CERTIFICATE OF DESIGNATION OF CLASS A, SERIES 1 PREFERRED STOCK

 

The Corporation hereby establishes the following voting powers, designations, preferences, limitations, restrictions and relative rights of its Class A, Series 1 Preferred Stock, in accordance with Delaware law:

 

1.The number of authorized shares of Class A, Series 1 Preferred Stock shall be 5,000,000 shares.

 

2.Class A, Series 1 Preferred Stock shall have the following terms:

 

a.                The Par Value of each share of Class A, Series 1 Preferred Stock is $0.00001.

 

b.               Each holder of Class A, Series 1 Preferred Stock shall have the right to one thousand (1,000) votes per share, for each share owned on any matter put forth for a vote to shareholders.

 

c.                Each holder of Class A, Series 1 Preferred Stock may, at the election of the Board of the Company or the holder, be required to convert its shares of Class A, Series 1 Preferred Stock into shares of the Corporation's common stock at the rate of one thousand (1,000) shares of common stock for each share of Class A, Series 1 Preferred Stock; provided, however, a holder's ability to convert shares of Class A, Series 1 Preferred Stock into common stock is expressly conditioned upon the Corporation having sufficient authorized but unissued shares of common stock to fulfill such request.
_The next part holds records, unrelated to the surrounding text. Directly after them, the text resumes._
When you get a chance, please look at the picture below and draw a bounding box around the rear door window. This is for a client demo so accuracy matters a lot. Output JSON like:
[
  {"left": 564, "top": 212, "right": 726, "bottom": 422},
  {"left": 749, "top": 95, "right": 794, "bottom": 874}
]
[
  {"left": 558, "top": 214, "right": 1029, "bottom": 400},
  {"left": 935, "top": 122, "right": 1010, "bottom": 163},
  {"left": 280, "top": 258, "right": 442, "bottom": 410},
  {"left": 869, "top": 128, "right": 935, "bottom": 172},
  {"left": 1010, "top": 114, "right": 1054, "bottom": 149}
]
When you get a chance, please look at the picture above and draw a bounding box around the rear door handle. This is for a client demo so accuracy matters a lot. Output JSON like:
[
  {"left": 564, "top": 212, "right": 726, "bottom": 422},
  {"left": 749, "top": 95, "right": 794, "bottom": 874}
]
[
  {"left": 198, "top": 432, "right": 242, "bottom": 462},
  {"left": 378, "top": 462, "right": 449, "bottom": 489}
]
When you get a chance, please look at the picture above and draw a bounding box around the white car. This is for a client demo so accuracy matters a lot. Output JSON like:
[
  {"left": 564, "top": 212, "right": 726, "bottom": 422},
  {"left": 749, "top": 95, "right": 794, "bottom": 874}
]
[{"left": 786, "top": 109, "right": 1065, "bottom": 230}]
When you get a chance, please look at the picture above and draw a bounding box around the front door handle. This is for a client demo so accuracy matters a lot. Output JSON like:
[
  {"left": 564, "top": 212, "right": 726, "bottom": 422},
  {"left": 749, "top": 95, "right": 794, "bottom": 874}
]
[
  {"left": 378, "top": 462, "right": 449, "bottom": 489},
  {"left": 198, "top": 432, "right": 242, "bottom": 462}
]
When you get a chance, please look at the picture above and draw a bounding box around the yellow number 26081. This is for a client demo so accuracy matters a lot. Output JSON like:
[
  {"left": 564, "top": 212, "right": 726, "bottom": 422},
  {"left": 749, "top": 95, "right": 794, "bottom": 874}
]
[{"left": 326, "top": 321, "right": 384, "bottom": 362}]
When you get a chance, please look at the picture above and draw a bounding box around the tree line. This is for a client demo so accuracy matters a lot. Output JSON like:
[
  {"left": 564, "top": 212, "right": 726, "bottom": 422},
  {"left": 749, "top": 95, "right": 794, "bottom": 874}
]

The Corporation shall have no obligation to deliver shares of common stock upon a purported conversion to a holder of Class A, Series 1 Preferred Stock should the Corporation have insufficient shares of authorized but unissued shares of common stock to fulfill such conversion request, and such conversion request shall be deemed null and void to the extent of such insufficiency.

 

d.               Upon the dissolution, liquidation or winding up of the Corporation, whether voluntary or involuntary, the holders of Class A, Series 1 Preferred Stock shall participate in the payment or distribution made on the Company's common stock as if such shares of Class A, Series 1 Preferred Stock had been converted into shares of common stock.

 

e.                Each holder of Class A, Series 1 Preferred Stock shall be entitled to participate in any dividends declared by the Corporation's Board as if such shares of Class A, Series 1 Preferred Stock had been converted into shares of common stock, with any such declared dividend to subtract from any already accrued dividend.

 

f.                 The board of directors is authorized, subject to limitations prescribed by law, to provide for the issuance of preferred stock in series, and to establish from time to time the number of shares to be included in each such series and the qualifications, limitations and restrictions thereof. The board of directors shall have the authority to determine by resolution all other rights.